Flaring, or the burn off of natural gas produced alongside oil, is a major problem in North Dakota, and there are concerted efforts to solve it. But one aspect of the problem doesn’t get reported much.
There is a lot more flaring happening on federal lands as opposed to state and private lands. The difference is pretty stark. As I wrote last week, flaring on state and private lands is about 29 percent of the gas produced. On the Fort Berthold Indian Reservation it’s about 40 percent.
According to the North Dakota Petroleum Council, which represents the oil industry in the state, what’s causing the difference is too much bureaucracy. Right of way rights for infrastructure to collect the gas is harder to get on tribal lands, and permitting gets scrutiny from no fewer than three federal agencies: The Bureau of Indian Affairs, the Bureau of Land Management and the US Fish & Wildlife Service.
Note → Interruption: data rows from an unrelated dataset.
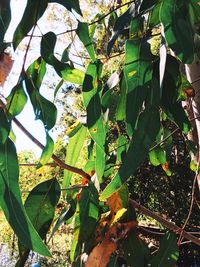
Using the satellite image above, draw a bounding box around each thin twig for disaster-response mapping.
[177,157,200,245]
[130,199,200,246]
[21,184,87,193]
[13,117,91,180]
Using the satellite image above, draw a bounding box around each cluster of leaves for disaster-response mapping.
[0,0,200,266]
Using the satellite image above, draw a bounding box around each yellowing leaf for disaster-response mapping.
[111,208,127,225]
[107,184,129,216]
[0,53,14,86]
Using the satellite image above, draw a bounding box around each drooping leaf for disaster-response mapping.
[101,75,160,200]
[82,61,106,182]
[116,72,127,121]
[124,38,153,136]
[101,107,160,200]
[70,182,99,261]
[17,178,61,265]
[116,135,128,163]
[6,82,28,118]
[107,1,141,55]
[149,147,167,166]
[63,124,87,189]
[162,55,191,134]
[149,232,179,266]
[48,199,76,242]
[0,0,11,44]
[0,139,50,256]
[148,2,161,28]
[13,0,48,49]
[108,184,129,216]
[82,61,106,150]
[54,79,64,100]
[48,0,82,16]
[95,144,105,183]
[38,132,54,167]
[123,230,150,267]
[25,58,57,131]
[76,21,96,61]
[160,0,194,63]
[41,32,85,84]
[0,108,10,144]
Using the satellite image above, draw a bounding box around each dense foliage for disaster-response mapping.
[0,0,200,266]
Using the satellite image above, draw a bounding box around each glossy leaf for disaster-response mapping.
[13,0,48,49]
[63,124,87,189]
[101,107,160,200]
[123,230,150,267]
[48,0,82,15]
[0,108,10,144]
[0,139,50,256]
[107,2,141,55]
[162,55,191,134]
[25,59,57,131]
[17,178,61,265]
[160,0,194,63]
[48,200,76,242]
[38,132,54,167]
[6,82,28,118]
[116,72,126,121]
[0,0,11,44]
[41,32,85,84]
[149,232,179,266]
[124,39,153,136]
[76,22,96,61]
[82,61,106,150]
[149,147,166,166]
[96,144,105,183]
[70,182,99,261]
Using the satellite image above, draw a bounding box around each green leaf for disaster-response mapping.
[162,55,191,134]
[61,68,85,85]
[139,0,157,13]
[13,0,48,49]
[101,106,160,200]
[0,139,50,256]
[160,0,194,63]
[17,178,61,265]
[38,132,54,167]
[149,232,179,266]
[149,147,166,166]
[0,0,11,44]
[76,22,96,61]
[63,124,87,189]
[54,79,64,99]
[82,61,106,151]
[6,82,28,118]
[124,38,153,136]
[117,135,128,162]
[148,2,161,28]
[101,78,160,200]
[41,32,84,85]
[116,72,126,121]
[48,200,76,242]
[0,109,10,144]
[70,182,99,261]
[123,230,150,267]
[96,144,105,183]
[107,2,141,55]
[48,0,82,16]
[25,59,57,131]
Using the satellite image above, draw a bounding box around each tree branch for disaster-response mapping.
[13,117,91,180]
[130,199,200,246]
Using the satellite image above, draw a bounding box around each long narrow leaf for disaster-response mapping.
[0,139,50,256]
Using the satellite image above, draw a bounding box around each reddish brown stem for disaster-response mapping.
[13,117,91,180]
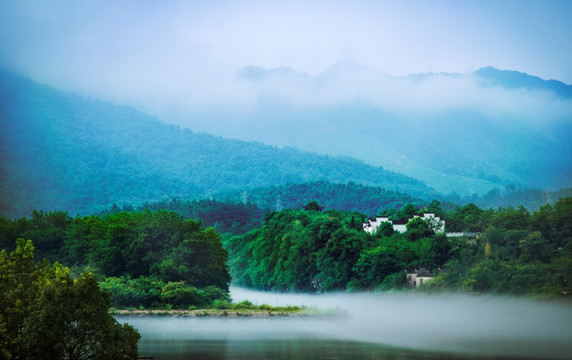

In order to address this problem, North Dakota Rep. Kevin Cramer is backing legislation aimed at streamlining permitting on federal lands. ND Senator John Hoeven introduced the legislation previously in the Senate.
The press release from Rep. Cramer’s office is below.
WASHINGTON, D.C. – Today Congressman Kevin Cramer introduced the Natural Gas Gathering Enhancement Act in the U.S. House of Representatives. The legislation would reduce the loss of natural gas due to flaring and venting by expediting permits for pipelines on Federal and Indian land. The companion bill was introduced in the Senate earlier this month by Senators John Hoeven (ND), John Barrasso (WY), and Mike Enzi (WY).
“Getting more natural gas to market will help power more homes and businesses while increasing North Dakota’s export position,” said Cramer. “This legislation is a prime example of how the federal government can help infrastructure catch up with the pace of development.”
The bill speeds the permitting process for natural gas gathering lines located on federal and Indian land by providing a categorical exclusion under the National Environmental Policy Act (NEPA). The categorical exclusion would not apply to lands within the National Park System, the National Wildlife Refuge System, or the National Wilderness Preservation System and land only within a field or unit which has already undergone environmental analysis under NEPA. The Secretaries of the Interior and Agriculture are then required to issue rights-of-way for lines which meet the categorical exclusion criteria within 30 days, and for all other lines within 60 days.
Indian tribes would be given the choice to opt in to the categorical exclusion provisions while States given the choice to opt out. To ensure transparency, the Secretary of the Interior must report to Congress every 180 days on the progress made under the legislation.
Cramer also cosponsored the Natural Gas Pipeline Permitting Reform Act, which passed the House last November. It would expedite the federal review process for larger natural gas pipeline permit applications by requiring the Federal Energy Regulatory Commission to approve or deny a complete application in 12 months and requiring all relevant agencies to approve or deny their portion of the application within 90 days. Permits would be automatically approved if these deadlines are missed.